On an unusually warm day this February, I was walking around Harvard Square, enjoying the vibrant energy of shoppers, and the beautiful weather. I stopped to watch a pantomime artist who was pretending that he was scaling the wall of a store on an imaginary ladder. He pulled the “ladder” off the roof off the back of a truck parked nearby, leaned it against the building, and proceeded to “climb.” It was a wonderful skit, very funny. He truly made it seem like the non-existent ladder was alternately sliding to the right and the left while he desperately clung on for dear life as he tried to keep his balance.
A young boy, probably five years of age or so, held his mother’s hand and looked on at the show, totally engrossed in the drama. After a few minutes of observing, he looked up at his mother and said, “If that man really wanted to climb up that building, mom, he needs a real ladder. It would be dumb if he thought he could get to the roof with a fake one.”

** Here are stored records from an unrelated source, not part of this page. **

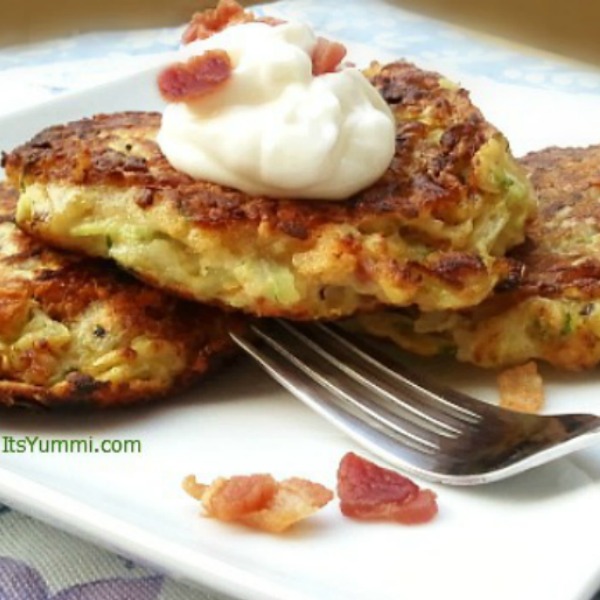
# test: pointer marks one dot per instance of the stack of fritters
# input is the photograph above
(553, 311)
(78, 331)
(431, 232)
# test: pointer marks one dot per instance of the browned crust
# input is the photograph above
(62, 286)
(561, 253)
(425, 178)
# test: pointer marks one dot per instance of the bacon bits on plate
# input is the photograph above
(369, 492)
(259, 501)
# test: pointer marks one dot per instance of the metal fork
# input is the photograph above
(419, 426)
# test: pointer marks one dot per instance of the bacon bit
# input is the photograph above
(327, 56)
(521, 388)
(259, 501)
(211, 21)
(199, 76)
(370, 492)
(272, 21)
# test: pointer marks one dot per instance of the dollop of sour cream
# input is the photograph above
(273, 128)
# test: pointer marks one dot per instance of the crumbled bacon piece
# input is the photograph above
(259, 501)
(370, 492)
(211, 21)
(327, 56)
(200, 75)
(521, 388)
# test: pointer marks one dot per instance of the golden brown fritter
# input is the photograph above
(553, 314)
(430, 232)
(78, 331)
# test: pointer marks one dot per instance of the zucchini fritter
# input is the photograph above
(553, 314)
(78, 331)
(430, 232)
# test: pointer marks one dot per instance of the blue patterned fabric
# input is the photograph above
(38, 562)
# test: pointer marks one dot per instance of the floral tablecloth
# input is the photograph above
(38, 562)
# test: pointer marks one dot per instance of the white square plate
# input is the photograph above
(534, 536)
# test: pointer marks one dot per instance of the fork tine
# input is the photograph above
(452, 402)
(310, 361)
(368, 377)
(341, 388)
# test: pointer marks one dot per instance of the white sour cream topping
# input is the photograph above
(273, 128)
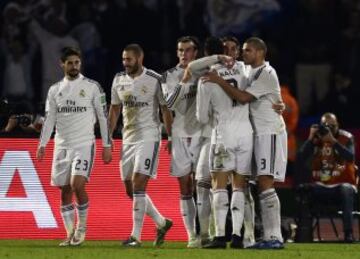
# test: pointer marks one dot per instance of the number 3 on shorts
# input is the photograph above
(147, 163)
(84, 163)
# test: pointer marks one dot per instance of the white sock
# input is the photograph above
(204, 209)
(237, 210)
(153, 213)
(188, 212)
(82, 211)
(221, 207)
(139, 208)
(270, 214)
(249, 219)
(68, 216)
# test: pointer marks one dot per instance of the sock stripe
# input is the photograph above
(82, 206)
(186, 197)
(67, 207)
(205, 185)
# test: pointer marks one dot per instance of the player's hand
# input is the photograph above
(313, 130)
(211, 77)
(329, 137)
(106, 155)
(40, 153)
(226, 61)
(279, 107)
(187, 75)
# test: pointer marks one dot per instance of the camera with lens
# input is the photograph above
(323, 129)
(23, 120)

Wow, life had sent me an ordinary guru with perfect timing. Foolishly, at the time, I was doing this very thing. I was using an imaginary ladder to try to climb up and over an obstacle, a personal family issue with my sister. I had lots of talks with her about how her actions had upset me. But all of them were in my head. Self talk. What a burst of insight from the young child! If I was going to resolve the issue, I was going to have to stop using an imaginary phone to engage in pretend conversations. It was time to dial her number and talk the matter through — for real.
Thank you, young guru, for pointing out that it’s stupid of me to think I can climb to where I want to be by simply imagining what I have to do, but not acting on it. A real ladder is the only way to get to the top.